After repairing their tunnel on Thursday, workers for Abu Wahda the smuggler were hoisting loads of prized cargo out of the narrow shaft: potato chips, a minor luxury for Gazans tired of bland UN humanitarian rations.
All around, smuggling crews were busy getting merchandise flowing again through dozens of similar tunnels only days after a ceasefire in Israel’s devastating Gaza offensive.
The air reeked from spills of newly smuggled fuel being poured in to plastic barrels as winches powered by noisy generators hauled goods out of wood-lined openings in the earth. Others were still producing only dirt as workers underground dug out cave-ins from Israeli bombardment.
The tunnels linking the Gaza Strip with Egypt are back in business, despite the hundreds of tonnes of bombs and missiles Israeli dropped on them.
Their fast recovery only underlines the difficulty of stopping the smuggling and reinforces Israel’s fears that Gaza’s Hamas rulers will use the tunnel network to bring in weapons to rearm after the blows it took in the onslaught.
“I fixed the damage in three days, we’re functional since this morning,” said Abu Wahda, who like others involved in the trade refused to be identified by anything but his nickname because of his smuggling activity.
By noon, the winch had pulled out 12 refrigerator-sized sacks of chips. Abu Wahda said the 1m high passage under Gaza’s soft sands was not fully reinforced yet and was dangerous for his eight workers currently undergound shuttling the cargo from the Egyptian side.
“But the worst danger comes from the sky, if they bomb again,” he said.
Israeli Foreign Minister Tzipi Livni said on Thursday that Israel was willing to reopen hostilities if the bombings weren’t enough to stop the smuggling.

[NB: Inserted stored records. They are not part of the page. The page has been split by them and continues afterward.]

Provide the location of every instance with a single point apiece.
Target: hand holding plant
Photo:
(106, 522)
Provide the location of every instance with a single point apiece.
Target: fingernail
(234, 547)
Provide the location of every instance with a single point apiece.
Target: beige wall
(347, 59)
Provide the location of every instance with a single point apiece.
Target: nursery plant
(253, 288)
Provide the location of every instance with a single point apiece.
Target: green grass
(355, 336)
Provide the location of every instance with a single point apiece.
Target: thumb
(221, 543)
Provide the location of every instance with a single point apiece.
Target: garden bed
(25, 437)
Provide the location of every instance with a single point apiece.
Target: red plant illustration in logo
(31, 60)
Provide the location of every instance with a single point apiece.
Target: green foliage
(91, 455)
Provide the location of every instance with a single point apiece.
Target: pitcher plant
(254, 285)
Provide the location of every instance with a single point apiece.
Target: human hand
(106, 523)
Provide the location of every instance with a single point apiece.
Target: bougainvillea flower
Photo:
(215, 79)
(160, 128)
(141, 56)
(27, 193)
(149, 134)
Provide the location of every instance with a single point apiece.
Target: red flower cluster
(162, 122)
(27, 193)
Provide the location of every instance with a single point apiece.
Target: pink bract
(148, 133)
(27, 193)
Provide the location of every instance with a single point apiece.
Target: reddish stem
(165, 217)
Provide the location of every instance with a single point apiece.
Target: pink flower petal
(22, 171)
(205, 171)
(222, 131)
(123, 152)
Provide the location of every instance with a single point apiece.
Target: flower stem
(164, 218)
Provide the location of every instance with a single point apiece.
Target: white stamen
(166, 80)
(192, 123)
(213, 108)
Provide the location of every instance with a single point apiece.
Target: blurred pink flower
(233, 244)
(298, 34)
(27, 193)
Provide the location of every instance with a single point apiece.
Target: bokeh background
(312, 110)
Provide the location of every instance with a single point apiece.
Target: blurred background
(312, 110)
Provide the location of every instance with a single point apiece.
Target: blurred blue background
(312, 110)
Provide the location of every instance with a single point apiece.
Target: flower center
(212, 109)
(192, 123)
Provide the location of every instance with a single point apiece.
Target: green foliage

Ending the smuggling — along with stopping Hamas rocket fire on southern Israel — was a key Israeli objective for its offensive, which killed 1,285 Palestinians, most of them civilians, the Palestinian Center for Human Rights counted.
The Israeli military said it destroyed 60 to 70 percent of the tunnels before Sunday’s ceasefire. Israel estimates there were about 300 tunnels before the offensive.
Smugglers in Rafah, a southern Gaza border town where nearly all tunnels are dug, said that there had been about 1,000 tunnels operating before the bombardment, and that up to 90 percent of them were destroyed.
Most tunnels were dug after Israel and Egypt sealed off Gaza following Hamas’ violent takeover in June 2007. While Hamas is believed to use tunnels to bring in weapons, most tunnels are used to get around the Israeli blockade and import scarce commodities — fuel, clothes, building supplies, cigarettes and even potato chips.
The tunnels, about 14m under the surface, usually run for up to 730m from Gaza into Egypt, where their entrances are usually hidden in homes.
Abu Wahda and other smugglers said on Thursday they had never brought weapons for Hamas. They said Hamas directly operates its own tunnels in areas unaccessible to outsiders.
One smuggler, Abu Bilal, said he’d be happy to bring Hamas weapons, “but frankly, the resistance never asks us to.”